Ho letto da poco "L'ombra di quel che eravamo" di Sepulveda, dove i cileni e i cubani in esilio tornano al loro paese e scoprono che il paese dei ricordi è rimasto, appunto, nei loro ricordi di un tempo ormai finito. Ecco, noi giovani siamo esuli, in parte volontari, in parte costretti.
Il prossimo anno inizio l'università e farò del mio meglio per rimanere in Italia.

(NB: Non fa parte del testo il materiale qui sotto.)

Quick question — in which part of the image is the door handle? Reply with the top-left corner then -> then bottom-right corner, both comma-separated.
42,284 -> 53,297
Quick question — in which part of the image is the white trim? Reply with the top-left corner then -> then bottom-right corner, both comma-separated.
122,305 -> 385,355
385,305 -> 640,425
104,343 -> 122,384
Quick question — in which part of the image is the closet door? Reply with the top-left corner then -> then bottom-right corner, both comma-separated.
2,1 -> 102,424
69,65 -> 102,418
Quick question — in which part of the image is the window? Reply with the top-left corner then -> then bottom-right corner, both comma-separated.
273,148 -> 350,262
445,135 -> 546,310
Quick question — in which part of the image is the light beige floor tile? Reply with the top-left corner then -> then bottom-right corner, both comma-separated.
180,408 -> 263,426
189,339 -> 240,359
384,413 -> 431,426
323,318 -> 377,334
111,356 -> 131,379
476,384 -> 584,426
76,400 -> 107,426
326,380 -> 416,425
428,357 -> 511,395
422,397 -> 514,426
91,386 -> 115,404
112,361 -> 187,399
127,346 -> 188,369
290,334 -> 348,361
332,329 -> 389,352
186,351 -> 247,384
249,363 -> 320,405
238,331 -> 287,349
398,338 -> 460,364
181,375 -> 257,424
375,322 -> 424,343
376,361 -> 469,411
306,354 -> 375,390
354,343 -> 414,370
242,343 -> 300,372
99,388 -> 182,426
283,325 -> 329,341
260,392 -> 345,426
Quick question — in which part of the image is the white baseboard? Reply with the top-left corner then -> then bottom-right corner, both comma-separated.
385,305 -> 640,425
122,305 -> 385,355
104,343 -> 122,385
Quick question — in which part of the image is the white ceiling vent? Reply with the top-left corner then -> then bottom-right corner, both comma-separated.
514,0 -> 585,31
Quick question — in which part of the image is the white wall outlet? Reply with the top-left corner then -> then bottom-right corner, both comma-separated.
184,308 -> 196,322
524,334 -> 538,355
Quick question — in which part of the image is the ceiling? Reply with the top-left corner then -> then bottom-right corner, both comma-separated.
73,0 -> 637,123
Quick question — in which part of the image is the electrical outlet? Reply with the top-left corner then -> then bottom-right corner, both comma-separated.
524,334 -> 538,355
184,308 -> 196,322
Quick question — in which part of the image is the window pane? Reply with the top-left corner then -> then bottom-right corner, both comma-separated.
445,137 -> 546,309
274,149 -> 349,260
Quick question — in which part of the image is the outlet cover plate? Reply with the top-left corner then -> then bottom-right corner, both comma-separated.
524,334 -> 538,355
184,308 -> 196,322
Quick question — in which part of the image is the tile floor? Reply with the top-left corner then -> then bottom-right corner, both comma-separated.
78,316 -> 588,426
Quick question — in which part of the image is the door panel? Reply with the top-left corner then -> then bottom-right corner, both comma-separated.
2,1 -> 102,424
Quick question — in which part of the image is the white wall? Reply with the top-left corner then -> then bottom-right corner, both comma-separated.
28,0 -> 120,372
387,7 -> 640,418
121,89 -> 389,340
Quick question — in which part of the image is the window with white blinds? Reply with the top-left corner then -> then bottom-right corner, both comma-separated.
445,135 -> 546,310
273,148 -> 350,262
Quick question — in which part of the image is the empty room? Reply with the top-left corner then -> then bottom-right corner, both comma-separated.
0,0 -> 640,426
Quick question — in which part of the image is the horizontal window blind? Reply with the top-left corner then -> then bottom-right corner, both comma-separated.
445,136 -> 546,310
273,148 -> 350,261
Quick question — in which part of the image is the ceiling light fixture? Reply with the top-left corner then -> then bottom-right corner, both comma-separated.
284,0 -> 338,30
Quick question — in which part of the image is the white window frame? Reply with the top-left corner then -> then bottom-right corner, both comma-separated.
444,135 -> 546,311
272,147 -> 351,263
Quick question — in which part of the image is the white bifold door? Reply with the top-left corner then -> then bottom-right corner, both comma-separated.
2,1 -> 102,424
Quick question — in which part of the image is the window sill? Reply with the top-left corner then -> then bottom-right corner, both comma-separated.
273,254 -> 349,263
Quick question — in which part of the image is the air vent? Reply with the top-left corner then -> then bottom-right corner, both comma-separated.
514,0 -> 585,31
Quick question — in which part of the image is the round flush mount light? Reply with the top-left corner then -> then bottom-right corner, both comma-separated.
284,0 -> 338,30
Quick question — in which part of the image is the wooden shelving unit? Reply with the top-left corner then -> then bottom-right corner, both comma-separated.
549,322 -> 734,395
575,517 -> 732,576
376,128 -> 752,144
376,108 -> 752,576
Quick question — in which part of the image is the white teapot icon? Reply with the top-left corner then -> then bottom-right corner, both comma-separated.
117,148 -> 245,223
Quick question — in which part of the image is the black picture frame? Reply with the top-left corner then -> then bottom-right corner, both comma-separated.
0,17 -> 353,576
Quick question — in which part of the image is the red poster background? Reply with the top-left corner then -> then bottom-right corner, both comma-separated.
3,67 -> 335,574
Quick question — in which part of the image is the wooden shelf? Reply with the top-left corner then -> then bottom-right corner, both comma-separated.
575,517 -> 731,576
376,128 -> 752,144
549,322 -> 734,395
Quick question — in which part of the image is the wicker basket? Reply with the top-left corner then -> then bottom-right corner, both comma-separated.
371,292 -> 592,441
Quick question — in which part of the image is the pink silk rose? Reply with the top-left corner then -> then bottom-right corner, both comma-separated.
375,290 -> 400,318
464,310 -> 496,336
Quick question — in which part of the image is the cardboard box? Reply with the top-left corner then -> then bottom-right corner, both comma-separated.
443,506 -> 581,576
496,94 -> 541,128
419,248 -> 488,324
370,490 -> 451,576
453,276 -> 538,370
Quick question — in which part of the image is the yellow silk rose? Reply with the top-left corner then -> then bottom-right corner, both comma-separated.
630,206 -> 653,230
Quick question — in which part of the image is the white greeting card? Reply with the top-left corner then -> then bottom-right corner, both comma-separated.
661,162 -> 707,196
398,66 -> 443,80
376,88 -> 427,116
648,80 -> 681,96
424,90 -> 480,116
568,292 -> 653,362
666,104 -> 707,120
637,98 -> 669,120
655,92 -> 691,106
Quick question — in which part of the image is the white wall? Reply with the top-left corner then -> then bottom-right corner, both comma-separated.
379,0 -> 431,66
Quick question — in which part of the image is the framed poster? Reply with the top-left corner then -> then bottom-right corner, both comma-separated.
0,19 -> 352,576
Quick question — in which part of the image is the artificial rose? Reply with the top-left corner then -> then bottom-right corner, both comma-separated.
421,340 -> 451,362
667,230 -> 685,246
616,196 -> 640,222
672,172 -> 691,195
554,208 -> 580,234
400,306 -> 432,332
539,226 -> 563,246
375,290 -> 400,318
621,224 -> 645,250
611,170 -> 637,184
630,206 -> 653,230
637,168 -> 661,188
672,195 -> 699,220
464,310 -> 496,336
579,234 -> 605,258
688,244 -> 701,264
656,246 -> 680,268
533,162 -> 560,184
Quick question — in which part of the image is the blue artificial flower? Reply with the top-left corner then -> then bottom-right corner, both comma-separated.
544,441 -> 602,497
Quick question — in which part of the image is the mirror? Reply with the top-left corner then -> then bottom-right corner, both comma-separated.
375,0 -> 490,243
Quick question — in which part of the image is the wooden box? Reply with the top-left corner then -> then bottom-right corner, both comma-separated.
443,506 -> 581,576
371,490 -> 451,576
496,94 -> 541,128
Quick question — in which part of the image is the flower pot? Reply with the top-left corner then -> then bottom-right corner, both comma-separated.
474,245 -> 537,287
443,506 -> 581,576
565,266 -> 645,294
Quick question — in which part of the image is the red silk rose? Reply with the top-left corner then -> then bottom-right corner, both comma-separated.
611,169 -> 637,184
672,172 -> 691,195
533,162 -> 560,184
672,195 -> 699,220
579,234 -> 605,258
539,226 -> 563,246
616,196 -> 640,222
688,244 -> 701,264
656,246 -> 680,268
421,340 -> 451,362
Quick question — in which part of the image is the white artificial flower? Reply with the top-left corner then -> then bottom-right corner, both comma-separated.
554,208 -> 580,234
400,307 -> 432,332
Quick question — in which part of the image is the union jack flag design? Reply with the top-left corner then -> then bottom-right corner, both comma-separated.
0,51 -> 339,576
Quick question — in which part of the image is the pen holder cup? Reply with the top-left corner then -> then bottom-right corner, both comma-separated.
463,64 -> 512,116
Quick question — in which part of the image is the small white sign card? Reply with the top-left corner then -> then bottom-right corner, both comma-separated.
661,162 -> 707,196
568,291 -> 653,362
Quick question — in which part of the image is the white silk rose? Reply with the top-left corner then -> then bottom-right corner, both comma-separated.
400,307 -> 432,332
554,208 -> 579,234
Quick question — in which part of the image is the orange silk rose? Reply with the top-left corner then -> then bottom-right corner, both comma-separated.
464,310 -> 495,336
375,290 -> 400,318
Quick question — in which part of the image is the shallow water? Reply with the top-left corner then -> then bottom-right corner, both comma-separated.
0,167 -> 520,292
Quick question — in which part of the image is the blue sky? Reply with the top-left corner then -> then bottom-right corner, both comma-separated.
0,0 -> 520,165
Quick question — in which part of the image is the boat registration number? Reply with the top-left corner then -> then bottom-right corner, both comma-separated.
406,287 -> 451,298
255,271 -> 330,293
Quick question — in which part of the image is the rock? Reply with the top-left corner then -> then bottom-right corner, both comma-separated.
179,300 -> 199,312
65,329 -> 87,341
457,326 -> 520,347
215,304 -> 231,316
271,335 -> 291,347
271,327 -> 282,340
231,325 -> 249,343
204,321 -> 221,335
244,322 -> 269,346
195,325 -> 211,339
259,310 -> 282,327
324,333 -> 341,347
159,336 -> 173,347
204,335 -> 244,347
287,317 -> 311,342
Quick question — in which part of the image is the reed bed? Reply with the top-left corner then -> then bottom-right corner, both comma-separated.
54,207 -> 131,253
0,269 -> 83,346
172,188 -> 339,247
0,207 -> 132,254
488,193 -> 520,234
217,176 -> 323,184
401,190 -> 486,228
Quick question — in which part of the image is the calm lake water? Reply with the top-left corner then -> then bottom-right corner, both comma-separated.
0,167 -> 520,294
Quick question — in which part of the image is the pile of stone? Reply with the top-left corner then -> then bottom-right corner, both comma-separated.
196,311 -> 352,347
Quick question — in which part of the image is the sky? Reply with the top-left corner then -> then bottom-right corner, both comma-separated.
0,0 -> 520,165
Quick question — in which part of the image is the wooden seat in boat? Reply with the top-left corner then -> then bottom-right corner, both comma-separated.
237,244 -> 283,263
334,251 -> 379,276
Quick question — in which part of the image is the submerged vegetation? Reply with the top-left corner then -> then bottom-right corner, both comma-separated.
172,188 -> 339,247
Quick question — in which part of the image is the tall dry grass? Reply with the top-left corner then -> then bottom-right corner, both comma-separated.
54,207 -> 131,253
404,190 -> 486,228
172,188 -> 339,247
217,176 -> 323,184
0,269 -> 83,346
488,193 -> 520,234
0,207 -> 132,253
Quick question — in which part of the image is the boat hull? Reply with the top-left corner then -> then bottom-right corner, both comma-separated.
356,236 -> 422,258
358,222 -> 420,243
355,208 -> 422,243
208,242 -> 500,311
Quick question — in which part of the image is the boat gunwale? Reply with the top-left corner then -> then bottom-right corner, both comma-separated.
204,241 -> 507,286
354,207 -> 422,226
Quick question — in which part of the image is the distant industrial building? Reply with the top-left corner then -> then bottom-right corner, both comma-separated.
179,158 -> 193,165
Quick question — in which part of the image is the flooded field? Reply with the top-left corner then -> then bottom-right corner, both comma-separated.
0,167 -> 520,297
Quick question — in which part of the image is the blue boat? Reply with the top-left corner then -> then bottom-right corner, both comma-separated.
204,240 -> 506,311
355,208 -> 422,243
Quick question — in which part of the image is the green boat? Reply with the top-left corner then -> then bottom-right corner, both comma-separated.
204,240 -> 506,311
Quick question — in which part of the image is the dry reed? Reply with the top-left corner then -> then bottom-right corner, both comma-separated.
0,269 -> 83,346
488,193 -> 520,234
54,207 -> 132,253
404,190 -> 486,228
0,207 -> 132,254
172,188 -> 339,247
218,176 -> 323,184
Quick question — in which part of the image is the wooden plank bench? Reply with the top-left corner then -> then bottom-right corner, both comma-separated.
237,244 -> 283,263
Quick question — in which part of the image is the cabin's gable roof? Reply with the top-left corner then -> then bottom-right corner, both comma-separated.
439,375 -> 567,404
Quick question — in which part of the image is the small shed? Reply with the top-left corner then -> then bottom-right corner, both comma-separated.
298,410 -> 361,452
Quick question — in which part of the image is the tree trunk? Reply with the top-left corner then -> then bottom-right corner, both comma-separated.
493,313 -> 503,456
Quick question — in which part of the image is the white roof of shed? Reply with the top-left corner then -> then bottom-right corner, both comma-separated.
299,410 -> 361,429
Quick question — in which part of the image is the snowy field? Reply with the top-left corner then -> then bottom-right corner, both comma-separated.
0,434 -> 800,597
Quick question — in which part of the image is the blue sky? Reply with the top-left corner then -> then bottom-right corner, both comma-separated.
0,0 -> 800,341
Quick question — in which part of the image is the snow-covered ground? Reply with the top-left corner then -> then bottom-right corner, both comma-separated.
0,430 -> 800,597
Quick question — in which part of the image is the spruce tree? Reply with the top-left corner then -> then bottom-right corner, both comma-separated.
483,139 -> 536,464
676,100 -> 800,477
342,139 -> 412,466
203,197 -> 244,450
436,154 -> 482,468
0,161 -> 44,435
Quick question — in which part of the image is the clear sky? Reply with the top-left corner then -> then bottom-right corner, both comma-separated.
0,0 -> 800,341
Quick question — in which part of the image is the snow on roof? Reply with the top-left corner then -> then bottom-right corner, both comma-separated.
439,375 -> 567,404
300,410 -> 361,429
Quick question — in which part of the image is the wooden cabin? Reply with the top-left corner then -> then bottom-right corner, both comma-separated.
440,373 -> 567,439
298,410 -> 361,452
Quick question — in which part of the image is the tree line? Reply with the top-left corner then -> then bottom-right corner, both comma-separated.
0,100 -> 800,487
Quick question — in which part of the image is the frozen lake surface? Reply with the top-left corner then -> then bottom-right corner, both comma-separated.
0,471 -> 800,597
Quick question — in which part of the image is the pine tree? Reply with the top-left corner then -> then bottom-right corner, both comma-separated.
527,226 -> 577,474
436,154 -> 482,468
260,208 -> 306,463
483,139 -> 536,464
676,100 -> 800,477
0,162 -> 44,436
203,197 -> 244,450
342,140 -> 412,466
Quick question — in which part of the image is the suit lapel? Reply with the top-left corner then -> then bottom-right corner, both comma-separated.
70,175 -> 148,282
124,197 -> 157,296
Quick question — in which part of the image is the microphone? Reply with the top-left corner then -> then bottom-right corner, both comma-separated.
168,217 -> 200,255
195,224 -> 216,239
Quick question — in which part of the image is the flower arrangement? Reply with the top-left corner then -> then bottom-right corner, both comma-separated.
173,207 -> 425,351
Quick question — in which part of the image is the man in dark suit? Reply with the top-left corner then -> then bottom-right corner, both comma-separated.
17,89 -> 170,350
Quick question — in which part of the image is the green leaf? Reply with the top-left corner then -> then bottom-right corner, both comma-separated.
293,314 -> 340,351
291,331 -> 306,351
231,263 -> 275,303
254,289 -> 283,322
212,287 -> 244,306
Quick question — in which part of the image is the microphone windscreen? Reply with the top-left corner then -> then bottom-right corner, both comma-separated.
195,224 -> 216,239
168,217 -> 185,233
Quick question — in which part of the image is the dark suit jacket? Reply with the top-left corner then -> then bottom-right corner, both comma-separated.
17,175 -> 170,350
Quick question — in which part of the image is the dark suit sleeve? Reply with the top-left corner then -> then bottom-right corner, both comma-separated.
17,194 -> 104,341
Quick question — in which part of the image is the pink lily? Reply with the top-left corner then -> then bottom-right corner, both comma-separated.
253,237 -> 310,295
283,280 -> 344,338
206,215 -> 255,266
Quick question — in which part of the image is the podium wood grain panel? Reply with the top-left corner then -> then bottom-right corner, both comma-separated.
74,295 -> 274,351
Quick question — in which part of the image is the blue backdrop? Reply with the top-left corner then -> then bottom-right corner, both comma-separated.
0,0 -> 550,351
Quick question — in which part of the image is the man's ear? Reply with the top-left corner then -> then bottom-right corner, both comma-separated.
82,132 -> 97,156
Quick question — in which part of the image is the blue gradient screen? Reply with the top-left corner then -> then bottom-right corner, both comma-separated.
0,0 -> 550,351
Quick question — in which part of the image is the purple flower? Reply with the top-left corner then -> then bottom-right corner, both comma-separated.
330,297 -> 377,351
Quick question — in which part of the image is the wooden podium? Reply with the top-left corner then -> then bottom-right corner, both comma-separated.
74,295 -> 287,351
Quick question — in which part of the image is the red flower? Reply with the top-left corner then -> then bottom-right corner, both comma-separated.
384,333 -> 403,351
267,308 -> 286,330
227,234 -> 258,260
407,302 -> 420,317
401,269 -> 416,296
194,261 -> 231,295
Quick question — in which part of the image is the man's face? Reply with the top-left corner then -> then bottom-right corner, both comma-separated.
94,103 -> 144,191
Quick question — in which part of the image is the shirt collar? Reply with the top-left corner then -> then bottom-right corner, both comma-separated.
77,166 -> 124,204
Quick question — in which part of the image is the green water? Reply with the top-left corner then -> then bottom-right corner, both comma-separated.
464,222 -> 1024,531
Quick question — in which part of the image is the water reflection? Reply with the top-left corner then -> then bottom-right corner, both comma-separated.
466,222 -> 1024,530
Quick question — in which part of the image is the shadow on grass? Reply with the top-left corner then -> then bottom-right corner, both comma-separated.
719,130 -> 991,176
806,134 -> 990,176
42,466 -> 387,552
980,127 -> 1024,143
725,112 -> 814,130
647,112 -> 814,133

Grazie per la bella poesia!

Recensore Master
04/05/12, ore 17:12

Non è una visione allegra, ma purtroppo molto veritiera. Una posia col sapore d'altri tempi, ma quel tocco di modernità che la rende fin troppo attuale. Mi ricorda, ma non saprei dire perché, una vecchia canzone goliardica risorgimentale, forse per il ritmo o la personificazione così dolente.